- From: Julian Reschke <julian.reschke@gmx.de>
- Date: Fri, 10 Dec 2010 10:59:20 +0100
- To: Mark Nottingham <mnot@mnot.net>
- CC: Adam Barth <ietf@adambarth.com>, httpbis <ietf-http-wg@w3.org>
On 12.11.2010 08:53, Julian Reschke wrote:
> On 12.11.2010 05:58, Mark Nottingham wrote:
>> I'm confused. I thought that we were going to talk about error
>> handling in an appendix, but it appears you're starting to talk about
>> it here.
>
> 1) Yes, it should be an appendix.
>
> 2) Well, it's parsing advice. It appears that some readers have trouble
> understanding how to derive a parsing strategy from the way how we
> currently write specs, so this is an attempt to describe just that.
> ...
Here's an updated proposal (see also
<http://trac.tools.ietf.org/wg/httpbis/trac/attachment/ticket/259/i259.diff>):
-- snip --Appendix D. Parsing
This document does not require any specific handling of invalid
header field values. With this in mind, the text below describes a
simple strategy for parsing the header field and detecting problems
in general, or in specific parameters.
D.1. Combine Multiple Instances of Content-Disposition
If the HTTP message contains multiple instances of the Content-
Disposition header field, combine all field values into a single one
as specified in Section 4.2 of [RFC2616].
D.2. Parsing for Disposition Type and Parameters
Using the simplified grammar below:
field-value = disp-type *( ";" param )
disp-type = token
param = token "=" value
...parse the field value into a disp-type (disposition type) and a
sequence of parameters (pairs of name (token) and value). Lower-case
all disposition types and parameter names.
If the field value does not conform to the grammar (such as when not
exactly one disposition type is specified), ignore the whole header
field.
D.3. Checking Cardinality Constraints
If the parameter sequence contains multiple instances of the same
parameter name, ignore the whole header field.
D.4. Post-Process Parameter Values
For each parameter, post-process the associated value part according
to the grammar:
o According to Section 3.2.1 of [RFC5987] for parameters using the
RFC 5987 syntax (such as "filename*"). If this fails, just ignore
this parameter.
o According to the grammar for quoted-string (Section 2.2 of
[RFC2616]) for values starting with a double quote character (").
o Verbatim otherwise.
Note that this step starts with an octet sequence obtained from the
HTTP message, and results in a sequence of Unicode characters.

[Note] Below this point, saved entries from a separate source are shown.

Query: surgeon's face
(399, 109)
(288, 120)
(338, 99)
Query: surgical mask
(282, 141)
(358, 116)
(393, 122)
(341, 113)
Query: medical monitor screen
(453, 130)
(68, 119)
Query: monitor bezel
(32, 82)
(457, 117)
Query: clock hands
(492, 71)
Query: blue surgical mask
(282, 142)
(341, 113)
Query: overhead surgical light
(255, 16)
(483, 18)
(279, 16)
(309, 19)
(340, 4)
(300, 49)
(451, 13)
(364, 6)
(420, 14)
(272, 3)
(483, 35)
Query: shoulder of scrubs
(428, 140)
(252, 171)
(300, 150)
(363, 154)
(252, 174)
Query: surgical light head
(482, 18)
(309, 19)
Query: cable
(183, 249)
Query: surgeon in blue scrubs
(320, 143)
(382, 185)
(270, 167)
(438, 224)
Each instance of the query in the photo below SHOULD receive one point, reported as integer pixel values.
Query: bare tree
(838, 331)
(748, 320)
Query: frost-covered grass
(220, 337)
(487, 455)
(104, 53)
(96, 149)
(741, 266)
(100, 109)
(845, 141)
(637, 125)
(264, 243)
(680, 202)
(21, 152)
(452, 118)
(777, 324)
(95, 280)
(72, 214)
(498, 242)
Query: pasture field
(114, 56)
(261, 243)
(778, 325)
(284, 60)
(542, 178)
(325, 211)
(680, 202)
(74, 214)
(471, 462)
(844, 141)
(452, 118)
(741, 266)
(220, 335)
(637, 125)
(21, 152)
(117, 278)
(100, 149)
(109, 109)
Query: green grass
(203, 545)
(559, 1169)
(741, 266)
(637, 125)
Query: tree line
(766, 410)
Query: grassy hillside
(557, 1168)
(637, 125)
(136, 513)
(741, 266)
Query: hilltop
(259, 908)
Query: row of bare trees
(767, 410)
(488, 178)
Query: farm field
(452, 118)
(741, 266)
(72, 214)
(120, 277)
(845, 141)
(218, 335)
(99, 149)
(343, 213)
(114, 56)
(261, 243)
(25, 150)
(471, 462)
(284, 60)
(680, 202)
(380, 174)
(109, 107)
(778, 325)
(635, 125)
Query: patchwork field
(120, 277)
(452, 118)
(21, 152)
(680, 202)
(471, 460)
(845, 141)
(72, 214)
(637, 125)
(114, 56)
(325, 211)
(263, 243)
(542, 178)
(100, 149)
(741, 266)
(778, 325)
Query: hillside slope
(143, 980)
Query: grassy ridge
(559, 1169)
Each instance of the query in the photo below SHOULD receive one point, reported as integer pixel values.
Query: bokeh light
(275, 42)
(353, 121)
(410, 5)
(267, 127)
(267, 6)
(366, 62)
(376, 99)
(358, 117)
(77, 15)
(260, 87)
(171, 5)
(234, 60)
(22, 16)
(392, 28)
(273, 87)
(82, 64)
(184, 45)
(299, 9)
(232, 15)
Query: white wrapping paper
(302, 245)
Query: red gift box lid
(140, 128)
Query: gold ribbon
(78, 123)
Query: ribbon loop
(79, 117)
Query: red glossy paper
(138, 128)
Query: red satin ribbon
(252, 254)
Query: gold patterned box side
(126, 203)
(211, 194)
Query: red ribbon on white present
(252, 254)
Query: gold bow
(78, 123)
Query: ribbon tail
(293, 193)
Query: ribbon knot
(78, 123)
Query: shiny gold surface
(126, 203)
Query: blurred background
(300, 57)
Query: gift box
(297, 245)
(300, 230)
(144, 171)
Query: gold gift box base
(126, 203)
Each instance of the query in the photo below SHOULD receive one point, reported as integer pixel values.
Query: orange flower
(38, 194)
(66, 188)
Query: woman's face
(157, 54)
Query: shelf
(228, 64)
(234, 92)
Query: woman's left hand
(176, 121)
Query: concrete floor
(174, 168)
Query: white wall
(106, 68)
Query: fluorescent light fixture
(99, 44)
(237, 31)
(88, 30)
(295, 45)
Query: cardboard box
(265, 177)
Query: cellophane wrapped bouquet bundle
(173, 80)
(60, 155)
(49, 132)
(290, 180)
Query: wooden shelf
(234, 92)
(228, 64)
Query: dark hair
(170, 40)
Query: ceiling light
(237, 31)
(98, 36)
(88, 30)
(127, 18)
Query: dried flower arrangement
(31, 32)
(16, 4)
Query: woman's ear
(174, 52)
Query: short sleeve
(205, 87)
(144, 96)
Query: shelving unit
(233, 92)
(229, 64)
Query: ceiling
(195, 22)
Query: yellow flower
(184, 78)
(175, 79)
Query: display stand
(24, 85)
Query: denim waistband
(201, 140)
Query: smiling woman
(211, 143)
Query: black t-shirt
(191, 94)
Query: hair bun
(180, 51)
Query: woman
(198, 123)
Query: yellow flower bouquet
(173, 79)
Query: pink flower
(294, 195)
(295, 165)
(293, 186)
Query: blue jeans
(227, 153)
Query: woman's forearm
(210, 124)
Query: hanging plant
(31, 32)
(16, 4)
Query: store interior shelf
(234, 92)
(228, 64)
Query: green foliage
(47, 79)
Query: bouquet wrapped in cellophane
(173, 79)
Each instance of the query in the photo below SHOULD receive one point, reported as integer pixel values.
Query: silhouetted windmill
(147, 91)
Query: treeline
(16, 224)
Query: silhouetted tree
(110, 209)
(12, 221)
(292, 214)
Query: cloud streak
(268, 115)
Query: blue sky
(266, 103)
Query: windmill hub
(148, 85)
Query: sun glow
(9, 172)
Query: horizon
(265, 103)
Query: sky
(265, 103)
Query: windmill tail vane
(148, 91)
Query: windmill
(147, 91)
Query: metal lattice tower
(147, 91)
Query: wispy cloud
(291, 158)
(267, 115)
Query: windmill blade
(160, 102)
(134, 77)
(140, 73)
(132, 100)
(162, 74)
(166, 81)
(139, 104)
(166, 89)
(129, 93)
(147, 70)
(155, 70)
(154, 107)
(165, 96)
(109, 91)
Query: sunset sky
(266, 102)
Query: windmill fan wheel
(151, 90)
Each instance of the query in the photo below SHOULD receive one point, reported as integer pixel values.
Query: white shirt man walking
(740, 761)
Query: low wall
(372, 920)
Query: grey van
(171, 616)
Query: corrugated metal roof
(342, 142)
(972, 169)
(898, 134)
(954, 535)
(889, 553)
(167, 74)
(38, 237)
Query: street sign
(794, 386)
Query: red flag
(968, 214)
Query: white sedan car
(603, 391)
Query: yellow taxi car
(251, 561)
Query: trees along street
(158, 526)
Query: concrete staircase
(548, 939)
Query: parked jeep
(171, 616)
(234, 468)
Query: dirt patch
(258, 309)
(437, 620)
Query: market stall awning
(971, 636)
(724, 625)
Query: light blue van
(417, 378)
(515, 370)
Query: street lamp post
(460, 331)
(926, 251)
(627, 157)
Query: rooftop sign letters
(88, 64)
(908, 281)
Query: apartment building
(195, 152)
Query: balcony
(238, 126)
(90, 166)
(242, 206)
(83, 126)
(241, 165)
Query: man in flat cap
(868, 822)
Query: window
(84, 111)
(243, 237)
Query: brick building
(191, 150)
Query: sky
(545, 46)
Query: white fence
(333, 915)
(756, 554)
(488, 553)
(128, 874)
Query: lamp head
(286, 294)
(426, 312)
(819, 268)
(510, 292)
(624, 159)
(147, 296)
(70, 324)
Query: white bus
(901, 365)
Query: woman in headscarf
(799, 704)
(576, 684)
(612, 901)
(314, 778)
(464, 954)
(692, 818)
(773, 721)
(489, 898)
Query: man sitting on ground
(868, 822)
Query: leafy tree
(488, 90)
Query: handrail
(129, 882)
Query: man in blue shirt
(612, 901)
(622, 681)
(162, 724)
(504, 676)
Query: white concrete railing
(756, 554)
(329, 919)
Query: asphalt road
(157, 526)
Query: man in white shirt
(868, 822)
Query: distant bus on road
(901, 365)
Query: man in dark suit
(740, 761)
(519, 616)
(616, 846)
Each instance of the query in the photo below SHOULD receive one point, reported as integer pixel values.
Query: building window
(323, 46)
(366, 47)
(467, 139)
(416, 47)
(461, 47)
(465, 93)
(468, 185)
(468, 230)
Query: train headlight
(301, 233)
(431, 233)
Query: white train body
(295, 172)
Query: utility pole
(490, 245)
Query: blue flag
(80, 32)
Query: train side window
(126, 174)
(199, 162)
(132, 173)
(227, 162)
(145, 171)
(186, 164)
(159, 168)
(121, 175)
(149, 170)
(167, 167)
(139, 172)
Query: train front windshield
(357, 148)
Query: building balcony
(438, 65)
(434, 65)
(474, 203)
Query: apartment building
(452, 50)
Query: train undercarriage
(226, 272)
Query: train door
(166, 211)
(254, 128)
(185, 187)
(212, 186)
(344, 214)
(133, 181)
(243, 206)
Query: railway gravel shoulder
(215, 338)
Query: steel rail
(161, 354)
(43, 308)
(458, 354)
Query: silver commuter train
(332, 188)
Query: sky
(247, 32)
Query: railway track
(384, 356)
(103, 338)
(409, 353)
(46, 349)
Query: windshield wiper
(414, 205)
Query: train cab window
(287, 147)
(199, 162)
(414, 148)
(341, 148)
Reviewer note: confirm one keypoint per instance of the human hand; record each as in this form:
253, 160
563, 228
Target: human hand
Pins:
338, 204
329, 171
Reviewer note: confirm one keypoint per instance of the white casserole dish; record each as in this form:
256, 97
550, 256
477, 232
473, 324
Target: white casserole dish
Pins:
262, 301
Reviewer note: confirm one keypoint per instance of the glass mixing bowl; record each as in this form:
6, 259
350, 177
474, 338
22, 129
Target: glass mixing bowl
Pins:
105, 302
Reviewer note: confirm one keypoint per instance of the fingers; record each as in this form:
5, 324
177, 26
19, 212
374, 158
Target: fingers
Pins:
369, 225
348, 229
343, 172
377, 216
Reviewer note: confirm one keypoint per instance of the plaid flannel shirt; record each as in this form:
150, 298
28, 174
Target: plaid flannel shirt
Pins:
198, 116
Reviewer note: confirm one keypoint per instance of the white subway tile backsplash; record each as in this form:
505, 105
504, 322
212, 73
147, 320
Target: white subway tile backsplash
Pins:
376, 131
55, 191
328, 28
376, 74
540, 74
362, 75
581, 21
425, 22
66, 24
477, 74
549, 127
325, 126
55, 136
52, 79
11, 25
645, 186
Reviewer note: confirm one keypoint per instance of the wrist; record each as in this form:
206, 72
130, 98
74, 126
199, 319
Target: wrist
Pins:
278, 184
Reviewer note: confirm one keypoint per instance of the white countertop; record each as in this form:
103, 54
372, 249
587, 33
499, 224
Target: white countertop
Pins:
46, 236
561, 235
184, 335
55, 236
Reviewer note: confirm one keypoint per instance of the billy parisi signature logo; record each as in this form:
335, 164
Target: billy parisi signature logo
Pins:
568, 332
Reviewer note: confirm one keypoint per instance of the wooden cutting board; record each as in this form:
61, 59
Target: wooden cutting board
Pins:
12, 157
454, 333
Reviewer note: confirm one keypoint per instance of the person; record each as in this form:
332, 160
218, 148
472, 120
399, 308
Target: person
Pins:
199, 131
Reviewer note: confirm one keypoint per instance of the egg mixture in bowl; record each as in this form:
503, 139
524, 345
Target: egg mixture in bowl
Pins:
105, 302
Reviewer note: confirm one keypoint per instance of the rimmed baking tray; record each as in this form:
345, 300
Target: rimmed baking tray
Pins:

D.5. Extracting the Disposition Type
The parsing step (Appendix D.2) has returned the disposition type (to
be matched case-insensitively), which can be "attachment", "inline",
or an extension type. If the type is unknown, treat it like
"attachment" (see Section 3.2).
D.6. Determining the File Name
The parsing and post-processing steps resulted in a set of parameters
(name/value pairs). The suggested file name is the value of the
"filename*" parameter (when present), otherwise the value of the
"filename" parameter.
If neither is given, the UA can determine a name based on the
associated URI; for instance based on the last path segment.
Otherwise, the UA ought to post-process the suggested filename
according following Section 3.3. [[anchor10: We could say here that
UAs may reject filenames for security reasons, such as those with a
path separator character.]]
-- snip --
I'm still nervous going even so far; imagining how much additional text
we'd need in Part 1..7 to do this for all headers.
Best regards, Julian
Received on Friday, 10 December 2010 10:00:02 UTC